# Carb recommendation



## 70conv (Jun 25, 2012)

Guys, 

I’m getting ready to have my engine dyno’d and need to pick a carb and fuel pump. It’s a 487 build with KRE D port heads and 10:1 compression. I attached a photo of the cam card. I’m thinking of an 850 DP and an aftermarket mechanical fuel pump. Is there someone you would recommend for tuning/setting the carb up? I’m only doing this for the dyno run once it’s in the car I plan on going with an FI unit that I already have. I just don’t want to fuss with the EFI during engine break in.

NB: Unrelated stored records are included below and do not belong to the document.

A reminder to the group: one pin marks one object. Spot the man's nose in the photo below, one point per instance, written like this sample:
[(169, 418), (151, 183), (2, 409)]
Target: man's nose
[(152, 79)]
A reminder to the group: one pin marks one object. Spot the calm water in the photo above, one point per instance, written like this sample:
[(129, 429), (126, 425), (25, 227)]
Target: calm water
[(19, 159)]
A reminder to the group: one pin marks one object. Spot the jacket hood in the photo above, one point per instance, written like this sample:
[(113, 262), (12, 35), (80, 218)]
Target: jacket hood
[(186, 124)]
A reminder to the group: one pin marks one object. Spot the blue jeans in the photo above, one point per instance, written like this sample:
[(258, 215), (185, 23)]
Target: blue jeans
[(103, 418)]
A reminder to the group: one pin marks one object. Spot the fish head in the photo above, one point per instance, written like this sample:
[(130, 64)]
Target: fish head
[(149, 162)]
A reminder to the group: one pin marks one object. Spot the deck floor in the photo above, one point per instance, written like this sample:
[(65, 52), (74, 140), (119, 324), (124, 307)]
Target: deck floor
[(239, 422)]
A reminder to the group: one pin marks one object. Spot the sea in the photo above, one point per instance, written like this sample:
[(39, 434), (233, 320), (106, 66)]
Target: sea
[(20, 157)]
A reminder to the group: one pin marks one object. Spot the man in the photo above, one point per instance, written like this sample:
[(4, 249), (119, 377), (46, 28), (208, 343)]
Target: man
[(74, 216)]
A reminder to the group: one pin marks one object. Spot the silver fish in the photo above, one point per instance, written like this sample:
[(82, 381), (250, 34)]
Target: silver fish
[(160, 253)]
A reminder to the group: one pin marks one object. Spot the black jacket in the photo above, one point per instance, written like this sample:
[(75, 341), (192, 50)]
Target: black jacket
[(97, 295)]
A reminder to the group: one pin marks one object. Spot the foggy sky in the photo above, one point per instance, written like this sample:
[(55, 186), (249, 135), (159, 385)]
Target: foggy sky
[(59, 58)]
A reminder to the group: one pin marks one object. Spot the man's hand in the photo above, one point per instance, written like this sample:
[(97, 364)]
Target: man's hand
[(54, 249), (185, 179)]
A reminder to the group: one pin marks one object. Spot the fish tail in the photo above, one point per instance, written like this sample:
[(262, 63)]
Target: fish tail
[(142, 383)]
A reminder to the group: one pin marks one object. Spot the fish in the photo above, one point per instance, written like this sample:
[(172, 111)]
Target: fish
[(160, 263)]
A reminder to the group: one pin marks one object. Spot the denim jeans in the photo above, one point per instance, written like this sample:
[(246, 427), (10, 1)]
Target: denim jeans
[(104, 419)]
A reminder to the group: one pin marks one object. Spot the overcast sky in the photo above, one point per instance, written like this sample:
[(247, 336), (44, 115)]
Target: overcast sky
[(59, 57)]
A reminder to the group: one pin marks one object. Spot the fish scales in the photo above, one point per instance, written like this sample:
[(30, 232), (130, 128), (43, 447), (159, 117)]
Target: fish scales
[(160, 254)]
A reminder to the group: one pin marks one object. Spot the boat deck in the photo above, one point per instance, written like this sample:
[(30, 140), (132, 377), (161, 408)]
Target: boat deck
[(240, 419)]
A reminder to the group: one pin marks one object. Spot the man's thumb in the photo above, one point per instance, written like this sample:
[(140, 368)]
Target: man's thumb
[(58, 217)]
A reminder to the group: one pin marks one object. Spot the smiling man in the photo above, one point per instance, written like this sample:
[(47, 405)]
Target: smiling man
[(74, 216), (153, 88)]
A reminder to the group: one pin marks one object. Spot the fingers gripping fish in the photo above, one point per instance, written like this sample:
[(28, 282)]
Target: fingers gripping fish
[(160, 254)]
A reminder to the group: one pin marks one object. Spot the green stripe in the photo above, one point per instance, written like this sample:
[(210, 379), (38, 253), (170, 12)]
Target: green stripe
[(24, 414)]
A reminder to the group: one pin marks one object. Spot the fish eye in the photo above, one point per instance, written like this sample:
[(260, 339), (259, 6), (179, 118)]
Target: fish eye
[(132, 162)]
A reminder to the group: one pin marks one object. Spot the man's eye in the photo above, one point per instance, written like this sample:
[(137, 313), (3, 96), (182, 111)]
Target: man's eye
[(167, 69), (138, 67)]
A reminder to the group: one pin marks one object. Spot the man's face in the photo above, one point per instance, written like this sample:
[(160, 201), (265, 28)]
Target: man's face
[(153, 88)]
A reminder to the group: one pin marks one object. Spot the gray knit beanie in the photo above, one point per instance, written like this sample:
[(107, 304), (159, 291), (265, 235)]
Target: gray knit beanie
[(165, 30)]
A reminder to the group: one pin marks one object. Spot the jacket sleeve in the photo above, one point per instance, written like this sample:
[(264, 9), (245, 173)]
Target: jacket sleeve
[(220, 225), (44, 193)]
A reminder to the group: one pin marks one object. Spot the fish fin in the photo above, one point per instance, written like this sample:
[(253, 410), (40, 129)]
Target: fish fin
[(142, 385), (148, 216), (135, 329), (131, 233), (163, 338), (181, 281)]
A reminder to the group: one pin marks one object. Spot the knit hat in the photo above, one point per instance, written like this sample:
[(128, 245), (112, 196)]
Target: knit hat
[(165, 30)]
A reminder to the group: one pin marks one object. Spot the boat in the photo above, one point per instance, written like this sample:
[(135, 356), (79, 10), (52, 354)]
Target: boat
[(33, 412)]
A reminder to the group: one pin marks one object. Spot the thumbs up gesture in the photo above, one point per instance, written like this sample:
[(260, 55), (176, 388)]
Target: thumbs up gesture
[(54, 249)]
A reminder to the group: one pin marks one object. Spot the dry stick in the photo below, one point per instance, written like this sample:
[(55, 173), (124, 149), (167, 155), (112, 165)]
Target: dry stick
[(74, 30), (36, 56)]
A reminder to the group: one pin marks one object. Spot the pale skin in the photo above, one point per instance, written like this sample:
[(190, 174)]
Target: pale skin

Thanks for your help. 

Mike


----------



## bigD (Jul 21, 2016)

Just curious, when you say "pick", do you mean borrow, buy used, buy new, or what ? 


If you're gonna buy, it would probably be wise to buy something you can quickly sell, when you're thru with 'em. 

I'd 1st check with the dyno shop. They may have an electric pump they use for dyno pulls. May also have dyno carbs to loan or rent. 

If you were going to keep a manual only pump on the car, I think the RobbMc pumps are considered the best. 

https://www.robbmcperformance.com/products/pontiac550.html

I think the best Carter is the M6907.

https://www.ebay.com/itm/Carter-M69...c:ShippingMethodExpress!71251!US!-1:rk:1:pf:0

On my 455 bracket cars I used a stock type manual, with a Carter elec pusher pump back near the tank, for track runs. Don't know how much you wanna spend for carb or pump.


----------



## GTO44 (Apr 11, 2016)

I've done a few Holley snipers on various motors. Everytime they fire up with the first hit of the key. I wouldnt be afraid of using the efi to do the break in. If anything its better as it will use it's brain, base map, self learning fuel table, iac capability, and an AFR target to keep the car running (and timing if you set it up for efi control). Plus you already have the efi unit and wouldnt need to buy a carb for a one time use.


----------